Training stopped without error message

If training is failing to start, and you are not receiving an error message telling you what to do, tell us about it here


Forum rules

Read the FAQs and search the forum before posting a new topic.

This forum is for reporting errors with the Training process. If you want to get tips, or better understand the Training process, then you should look in the Training Discussion forum.

Please mark any answers that fixed your problems so others can find the solutions.

Locked
User avatar
elecbub
Posts: 3
Joined: Fri Feb 14, 2020 10:16 pm
Has thanked: 2 times

Training stopped without error message

Post by elecbub »

I have prepared the CPU-only docker environment (python3.6, tensorflow1.12, and other libraries as in the requirements.txt) (https://github.com/deepfakes/faceswap/). I prepared the image data (around 600 and 850 PNG files) and tried to start training a new model with the command below.

Code: Select all

python3.6 faceswap.py train -A "mydir/faces/b_4" -B "mydir/faces/a" -m "mydir/model "

But the training seemed to stop without any error messages or crash-report. Is there any clue for what should I do next ?

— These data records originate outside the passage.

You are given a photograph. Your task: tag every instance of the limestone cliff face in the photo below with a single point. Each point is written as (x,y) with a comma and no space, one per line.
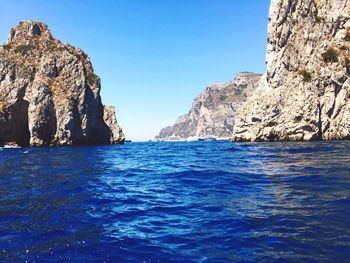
(305,92)
(212,113)
(49,94)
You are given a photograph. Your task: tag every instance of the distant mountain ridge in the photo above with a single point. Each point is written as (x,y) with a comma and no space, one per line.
(213,111)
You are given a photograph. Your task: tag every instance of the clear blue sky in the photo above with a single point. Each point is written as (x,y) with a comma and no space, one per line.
(154,56)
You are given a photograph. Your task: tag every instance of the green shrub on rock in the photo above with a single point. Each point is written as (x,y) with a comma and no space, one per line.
(91,78)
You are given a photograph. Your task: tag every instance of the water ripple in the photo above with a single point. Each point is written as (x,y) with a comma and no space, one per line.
(176,202)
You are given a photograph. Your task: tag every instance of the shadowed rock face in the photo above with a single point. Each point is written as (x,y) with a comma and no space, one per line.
(49,94)
(212,113)
(305,92)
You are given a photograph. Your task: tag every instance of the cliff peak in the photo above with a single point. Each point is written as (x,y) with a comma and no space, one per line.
(49,93)
(304,93)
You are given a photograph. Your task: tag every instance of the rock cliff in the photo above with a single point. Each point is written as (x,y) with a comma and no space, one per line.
(49,94)
(212,113)
(305,92)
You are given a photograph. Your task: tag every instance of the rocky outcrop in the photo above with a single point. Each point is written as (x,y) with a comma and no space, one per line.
(49,94)
(212,113)
(305,92)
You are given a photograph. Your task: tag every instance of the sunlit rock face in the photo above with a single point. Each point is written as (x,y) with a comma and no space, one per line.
(49,94)
(305,92)
(212,113)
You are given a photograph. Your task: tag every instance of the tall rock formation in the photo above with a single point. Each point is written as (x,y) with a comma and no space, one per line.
(49,94)
(305,92)
(212,113)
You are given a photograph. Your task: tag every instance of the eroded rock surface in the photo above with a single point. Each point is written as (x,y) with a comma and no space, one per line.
(212,113)
(305,92)
(49,94)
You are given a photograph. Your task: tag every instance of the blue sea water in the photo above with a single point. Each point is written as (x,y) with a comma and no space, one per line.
(176,202)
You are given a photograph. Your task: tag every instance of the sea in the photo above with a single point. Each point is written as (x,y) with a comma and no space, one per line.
(176,202)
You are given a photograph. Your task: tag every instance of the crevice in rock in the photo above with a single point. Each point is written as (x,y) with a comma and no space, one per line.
(319,123)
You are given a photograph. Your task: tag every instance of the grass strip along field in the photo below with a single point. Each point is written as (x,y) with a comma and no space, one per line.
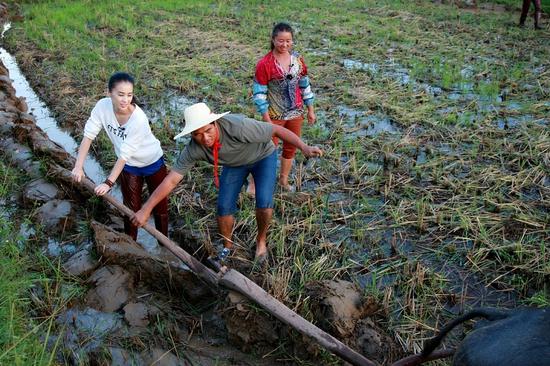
(433,194)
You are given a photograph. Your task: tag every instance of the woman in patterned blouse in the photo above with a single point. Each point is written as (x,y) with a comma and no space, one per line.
(281,89)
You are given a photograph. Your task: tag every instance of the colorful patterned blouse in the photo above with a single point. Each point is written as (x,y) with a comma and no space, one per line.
(282,92)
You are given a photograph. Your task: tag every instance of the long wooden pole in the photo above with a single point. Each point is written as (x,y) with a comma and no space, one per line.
(234,280)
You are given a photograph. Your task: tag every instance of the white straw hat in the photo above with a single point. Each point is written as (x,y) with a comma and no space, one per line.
(196,116)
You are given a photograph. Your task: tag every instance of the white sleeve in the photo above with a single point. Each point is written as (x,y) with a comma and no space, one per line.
(93,125)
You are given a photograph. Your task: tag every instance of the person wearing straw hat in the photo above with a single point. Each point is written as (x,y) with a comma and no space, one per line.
(242,146)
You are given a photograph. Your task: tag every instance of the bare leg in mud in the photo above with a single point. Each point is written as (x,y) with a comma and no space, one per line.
(263,219)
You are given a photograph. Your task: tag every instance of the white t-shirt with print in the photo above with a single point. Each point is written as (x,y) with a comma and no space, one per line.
(134,142)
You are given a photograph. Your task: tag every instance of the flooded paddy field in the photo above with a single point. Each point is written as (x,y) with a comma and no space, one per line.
(433,194)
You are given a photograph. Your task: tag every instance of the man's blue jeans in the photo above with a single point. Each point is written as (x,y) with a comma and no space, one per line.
(232,179)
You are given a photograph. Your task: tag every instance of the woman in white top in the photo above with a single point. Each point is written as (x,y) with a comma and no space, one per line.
(138,151)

Below is the message in the terminal after running the command.

Code: Select all

Setting Faceswap backend to CPU                                                                                                            
02/14/2020 22:10:17 INFO Log level set to: INFO
Using TensorFlow backend.
02/14/2020 22:10:22 INFO Model A Directory: /srv/mydir/faces/b_4
02/14/2020 22:10:22 INFO Model B Directory: /srv/mydir/faces/a
02/14/2020 22:10:22 INFO Training data directory: /srv/mydir/model
02/14/2020 22:10:22 INFO ===================================================
02/14/2020 22:10:22 INFO Starting
02/14/2020 22:10:22 INFO Press 'ENTER' to save and quit
02/14/2020 22:10:22 INFO Press 'S' to save model weights immediately
02/14/2020 22:10:22 INFO ===================================================
02/14/2020 22:10:23 INFO Loading data, this may take a while...
02/14/2020 22:10:23 INFO Loading Model from Original plugin...
02/14/2020 22:10:23 INFO No existing state file found. Generating.
02/14/2020 22:10:25 INFO Creating new 'original' model in folder: '/srv/mydir/model'
02/14/2020 22:10:25 INFO Loading Trainer from Original plugin... 02/14/2020 22:10:29 INFO Enabled TensorBoard Logging
Killed
User avatar
deephomage
Posts: 33
Joined: Fri Jul 12, 2019 6:09 pm
Answers: 1
Has thanked: 2 times
Been thanked: 8 times

Re: Training stopped without error message

Post by deephomage »

Docker isn't officially supported. You're welcome to try Windows, Linux or macOS,

User avatar
bryanlyon
Site Admin
Posts: 793
Joined: Fri Jul 12, 2019 12:49 am
Answers: 44
Location: San Francisco
Has thanked: 4 times
Been thanked: 218 times
Contact:

Re: Training stopped without error message

Post by bryanlyon »

The "Killed" message implies something else killed the operation. You can see if anything caused it to be killed by checking the docker system logs. Unfortunately, I don't know what that is and I doubt you'll find anything in Faceswap's logs. You may TRY setting Faceswap to a high logging level while training and see if it gives you any information in the faceswap.log file.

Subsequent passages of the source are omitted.